Thursday, February 28, 2008

"...listening to You I get the music..."

"See me,
feel me,
touch me,
heal me"

This line from the rock opera "Tommy" helped me swim up from dreaming this morning.  It felt like there was a mini Woodstock version of their historic 1969 performance under my pillow. More of the song's lyrics popped me up and out from under the covers...ready to discover what today had to offer:

"Listening to you I get the music.
Gazing at you I get the heat.
Following you I climb the mountain.
I get excitement at your feet!
Right behind you I see the millions.
On you I see the glory.
From you I get opinions.
From you I get the story."

This is where I'm staying today.  Following God's voice -- the Christ in my consciousness, sitting at His feet…where all the excitement of experiencing spiritual healing, transformation, awakening is happening…from here I can catch the waves of joy and ride them all the way into shore over and over again.. 

There are millions…billions…no, an infinite host of hearts to join with in singing a silent hymn of praise…when we are listening for His version of the story.  His is the only opinion that matters to me: "And God saw everything that He had made, and behold, it was very good….thus the heavens and the earth were finished, and all the host of them."
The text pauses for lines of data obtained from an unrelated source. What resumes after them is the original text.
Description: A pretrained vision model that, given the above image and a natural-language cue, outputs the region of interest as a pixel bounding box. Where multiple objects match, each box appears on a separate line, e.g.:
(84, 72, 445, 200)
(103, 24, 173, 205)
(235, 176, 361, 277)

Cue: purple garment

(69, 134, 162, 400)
This morning it was like I had a set of spiritual earbuds in my ears, and a God-loaded iPod in my heart.  Listening to Him I
am getting the music.  Sometimes the music is a pumping, driving beat…a surging, soaring song of joy and praise…a backbeat of "I am that I AM" as constant as an African drum song.  Other times the rhythm is as soft as brush strokes on a tympani.  Only the most silent heart, keening for its message, hears the song of stillness…"nevertheless, nevertheless…" beneath each gentle shush, shush, shush.  But it's always there. 

I remember some years ago I was perplexed by the use of the word "fear" in the Bible in both a negative and positive context.  There were references to "fear no evil"
and to "fear the Lord".  The questioning persisted like the voice of a cricket under the stairs. As I sat with this conundrum one afternoon it occurred to me that the early wordsmiths were not creators, they were only men and women trying to describe what they were experiencing.  The word "fear" was their attempt at attaching a linguistic symbol to a feeling or experience so that they could describe it later to someone else. 

Mary Baker Eddy states in her autobiography,
Retrospection and Introspection:  

"After my discovery of Christian Science, most of the knowledge I had gleaned from schoolbooks vanished like a dream.

   Learning was so illumined, that grammar was eclipsed. Etymology was divine history, voicing the idea of God in man's origin and signification."

Well, I thought, "she is my Leader, I think I'll follow her on this road too."  And so I began to reason, "Since God is the only Cause and Creator, every idea, every word, must have a divine origin."  And in looking for that divine origin and signification I could start with the etymology, the root, of the word symbols that early linguists had used to describe those experiences and feelings.   I went to a very large old dictionary in the library where I was studying and praying that day and in the etymological definition for the seventh version of the word listed there was this definition: "focus: to be so transfixed on something that you can't think about anything else".  This made such sense to me.  Of course I could fear the Lord.  I could so focus on God that I couldn't be aware of anything else.

This was the divine history of this word, concept or idea.  This was the God-based version of those feelings that I could reclaim as divine. 

So…today I am sitting at the feet of Him...walking wtih my Father's hand in mine.  Gazing into the face of a Love so deep that I can feel the heat…the warmth of His affection for His creation…including me, and mine…and all.